Schrödinger’s R&D integrates quantum chemistry, molecular mechanics, and statistical sampling methods rooted in theoretical work from Walter Kohn, John Pople, and Martin Karplus. The company advances force fields and free-energy perturbation approaches influenced by research groups at University of California, Berkeley, Columbia University, and University of Pittsburgh. Machine learning efforts draw on methods similar to those developed at Google DeepMind, OpenAI, and University of Oxford research teams. Schrödinger collaborates on method validation and benchmarking with consortia including Open Force Field, and engages with standards groups such as International Union of Pure and Applied Chemistry and computational initiatives at National Institutes of Health. The firm’s technical agenda spans lead optimization, ADMET prediction, and materials property prediction, intersecting with work produced by Lawrence Livermore National Laboratory and Argonne National Laboratory.

Products and Software

Flagship software offerings include graphical and workflow tools comparable in function to platforms used at Amgen and Eli Lilly, incorporating modules for quantum mechanics, docking, and free-energy calculations. Notable products provide integrated environments for medicinal chemists, structural biologists, and materials scientists to perform tasks analogous to those carried out in laboratories at Scripps Research and Cold Spring Harbor Laboratory. The product suite interoperates with third-party formats and databases such as Protein Data Bank, and it supports cheminformatics pipelines used by companies like Schering-Plough and Takeda. Schrödinger’s cloud and on-premises solutions compete with offerings from Simulations Plus and bespoke platforms developed at GlaxoSmithKline research sites.

Collaborations and Partnerships

The company maintains partnerships across academia, industry, and national laboratories. Strategic collaborations have involved corporations including AstraZeneca, Sanofi, and Eli Lilly and Company, and academic programs at Massachusetts Institute of Technology, Yale University, and University of Pennsylvania. Joint projects with biotechnology firms and contract research organizations have been announced with entities like CureVac and Catalent. Schrödinger participates in translational consortia linked to philanthropic organizations such as Bill & Melinda Gates Foundation and engages in collaborative programs with government science agencies including National Science Foundation and Department of Energy research centers.

Financial Performance and Corporate Governance

As a publicly traded company, Schrödinger reports revenues from software licenses, services, and discovery collaborations. Its capital allocation and governance structure reflect practices seen at life science software firms and biotech companies such as Illumina and Biogen. Executive leadership includes scientists and managers with prior affiliations to Merck & Co., AbbVie, and academic institutions. The company’s board features directors with backgrounds at investment firms and research institutions including Goldman Sachs-affiliated investors and faculty from Harvard Medical School and Columbia University. Financial disclosures highlight R&D investments and partnerships comparable to peer companies like Zymergen and Exscientia.

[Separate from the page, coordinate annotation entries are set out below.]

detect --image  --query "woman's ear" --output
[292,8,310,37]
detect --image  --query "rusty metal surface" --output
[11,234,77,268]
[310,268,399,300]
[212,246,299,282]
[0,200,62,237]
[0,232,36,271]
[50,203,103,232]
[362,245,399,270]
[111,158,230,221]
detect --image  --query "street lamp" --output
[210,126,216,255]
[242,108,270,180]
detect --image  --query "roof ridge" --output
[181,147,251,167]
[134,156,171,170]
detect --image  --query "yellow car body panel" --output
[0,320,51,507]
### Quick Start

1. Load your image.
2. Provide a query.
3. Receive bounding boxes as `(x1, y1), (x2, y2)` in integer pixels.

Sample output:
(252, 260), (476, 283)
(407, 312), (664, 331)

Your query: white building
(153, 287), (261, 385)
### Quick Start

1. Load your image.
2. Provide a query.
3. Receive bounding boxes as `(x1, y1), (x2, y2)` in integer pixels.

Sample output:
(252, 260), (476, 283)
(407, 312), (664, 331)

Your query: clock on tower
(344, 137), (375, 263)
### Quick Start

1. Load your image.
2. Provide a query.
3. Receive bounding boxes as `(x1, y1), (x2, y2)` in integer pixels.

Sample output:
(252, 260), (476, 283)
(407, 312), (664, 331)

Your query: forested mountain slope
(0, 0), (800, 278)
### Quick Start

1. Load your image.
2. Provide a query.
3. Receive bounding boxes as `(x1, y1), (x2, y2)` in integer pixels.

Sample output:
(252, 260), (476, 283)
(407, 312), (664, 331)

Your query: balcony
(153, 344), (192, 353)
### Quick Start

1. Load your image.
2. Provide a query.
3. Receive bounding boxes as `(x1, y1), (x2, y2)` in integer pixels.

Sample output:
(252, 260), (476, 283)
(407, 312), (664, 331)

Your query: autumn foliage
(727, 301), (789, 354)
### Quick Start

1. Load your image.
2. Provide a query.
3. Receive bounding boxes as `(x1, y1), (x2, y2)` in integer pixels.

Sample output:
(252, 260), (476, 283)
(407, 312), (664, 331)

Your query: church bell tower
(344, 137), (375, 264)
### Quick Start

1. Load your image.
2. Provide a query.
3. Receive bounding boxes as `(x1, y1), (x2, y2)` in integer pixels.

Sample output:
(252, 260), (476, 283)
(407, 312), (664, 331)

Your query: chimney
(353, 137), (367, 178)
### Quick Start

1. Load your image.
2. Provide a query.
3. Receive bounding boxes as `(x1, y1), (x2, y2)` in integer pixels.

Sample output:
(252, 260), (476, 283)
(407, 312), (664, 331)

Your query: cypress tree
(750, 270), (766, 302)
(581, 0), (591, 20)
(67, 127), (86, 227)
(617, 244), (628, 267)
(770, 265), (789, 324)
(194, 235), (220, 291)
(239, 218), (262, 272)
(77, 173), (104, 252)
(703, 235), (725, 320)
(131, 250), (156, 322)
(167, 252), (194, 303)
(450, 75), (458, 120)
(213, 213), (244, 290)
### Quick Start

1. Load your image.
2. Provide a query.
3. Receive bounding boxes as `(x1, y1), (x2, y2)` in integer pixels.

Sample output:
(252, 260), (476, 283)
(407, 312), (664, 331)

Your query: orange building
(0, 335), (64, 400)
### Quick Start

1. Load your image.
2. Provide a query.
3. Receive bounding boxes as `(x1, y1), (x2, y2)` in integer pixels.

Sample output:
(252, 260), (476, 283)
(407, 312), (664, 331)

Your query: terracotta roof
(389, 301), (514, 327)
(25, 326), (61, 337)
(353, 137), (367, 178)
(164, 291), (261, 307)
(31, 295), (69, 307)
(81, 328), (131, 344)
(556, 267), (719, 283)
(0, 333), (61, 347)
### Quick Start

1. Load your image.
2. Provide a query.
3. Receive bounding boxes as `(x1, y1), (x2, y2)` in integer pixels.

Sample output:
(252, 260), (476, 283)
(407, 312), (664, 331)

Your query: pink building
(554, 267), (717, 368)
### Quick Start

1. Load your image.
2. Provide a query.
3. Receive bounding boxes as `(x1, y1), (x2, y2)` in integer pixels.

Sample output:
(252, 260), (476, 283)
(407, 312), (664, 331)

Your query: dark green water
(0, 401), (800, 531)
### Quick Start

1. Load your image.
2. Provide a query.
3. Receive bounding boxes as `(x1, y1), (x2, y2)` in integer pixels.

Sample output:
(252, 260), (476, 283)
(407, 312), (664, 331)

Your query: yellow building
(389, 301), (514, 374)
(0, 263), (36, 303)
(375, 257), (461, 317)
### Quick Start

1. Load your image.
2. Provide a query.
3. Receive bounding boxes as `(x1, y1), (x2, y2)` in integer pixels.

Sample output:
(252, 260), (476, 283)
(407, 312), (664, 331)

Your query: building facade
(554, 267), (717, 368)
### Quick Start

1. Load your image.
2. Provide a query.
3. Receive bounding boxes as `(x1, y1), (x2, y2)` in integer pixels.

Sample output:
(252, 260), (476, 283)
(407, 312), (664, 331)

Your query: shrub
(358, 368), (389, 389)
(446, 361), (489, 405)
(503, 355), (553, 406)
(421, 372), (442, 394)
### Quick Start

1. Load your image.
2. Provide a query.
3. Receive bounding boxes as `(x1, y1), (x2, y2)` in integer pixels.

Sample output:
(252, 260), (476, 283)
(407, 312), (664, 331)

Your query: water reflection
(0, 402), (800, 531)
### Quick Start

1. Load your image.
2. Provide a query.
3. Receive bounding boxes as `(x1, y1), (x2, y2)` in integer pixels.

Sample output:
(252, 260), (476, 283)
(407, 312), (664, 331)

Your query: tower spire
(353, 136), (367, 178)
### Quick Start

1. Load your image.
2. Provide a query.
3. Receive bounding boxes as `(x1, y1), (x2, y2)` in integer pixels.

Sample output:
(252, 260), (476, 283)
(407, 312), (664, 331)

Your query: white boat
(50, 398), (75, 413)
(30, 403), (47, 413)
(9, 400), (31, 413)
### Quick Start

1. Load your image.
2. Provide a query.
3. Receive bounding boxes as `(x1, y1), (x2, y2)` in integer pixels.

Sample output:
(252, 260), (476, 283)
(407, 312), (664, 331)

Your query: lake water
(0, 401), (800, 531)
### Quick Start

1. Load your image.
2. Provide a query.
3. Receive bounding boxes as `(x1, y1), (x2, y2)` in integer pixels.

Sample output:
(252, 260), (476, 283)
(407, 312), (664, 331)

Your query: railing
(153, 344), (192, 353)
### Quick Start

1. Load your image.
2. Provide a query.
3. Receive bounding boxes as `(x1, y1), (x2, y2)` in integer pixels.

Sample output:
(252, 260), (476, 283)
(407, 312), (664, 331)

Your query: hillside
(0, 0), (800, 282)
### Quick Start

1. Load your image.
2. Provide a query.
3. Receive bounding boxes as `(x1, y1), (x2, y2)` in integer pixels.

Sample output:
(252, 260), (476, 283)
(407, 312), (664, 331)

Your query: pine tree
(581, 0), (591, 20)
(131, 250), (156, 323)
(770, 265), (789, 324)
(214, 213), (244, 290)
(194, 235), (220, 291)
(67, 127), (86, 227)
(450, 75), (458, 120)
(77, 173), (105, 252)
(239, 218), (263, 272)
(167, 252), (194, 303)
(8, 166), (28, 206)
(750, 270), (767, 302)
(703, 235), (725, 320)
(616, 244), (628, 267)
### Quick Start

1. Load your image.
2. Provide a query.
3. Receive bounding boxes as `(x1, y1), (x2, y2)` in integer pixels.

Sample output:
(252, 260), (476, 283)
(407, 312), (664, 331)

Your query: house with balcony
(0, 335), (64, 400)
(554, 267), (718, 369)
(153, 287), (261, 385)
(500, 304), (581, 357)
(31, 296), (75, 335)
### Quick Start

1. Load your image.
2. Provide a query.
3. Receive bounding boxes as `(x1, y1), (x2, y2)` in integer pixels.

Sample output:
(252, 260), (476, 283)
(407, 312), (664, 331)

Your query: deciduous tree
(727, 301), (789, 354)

Schrödinger has navigated typical industry disputes over intellectual property, licensing, and contractual milestones similar to litigation previously seen involving Gilead Sciences and Roche. Patent portfolios and software licensing agreements have been the subject of negotiation with collaborators and competitors, echoing disputes in the biotechnology sector involving organizations such as Genentech and Amgen. Regulatory interactions related to drug candidates advanced through collaborations have involved standard review pathways at U.S. Food and Drug Administration and ethical considerations paralleling debates in translational research at National Institutes of Health.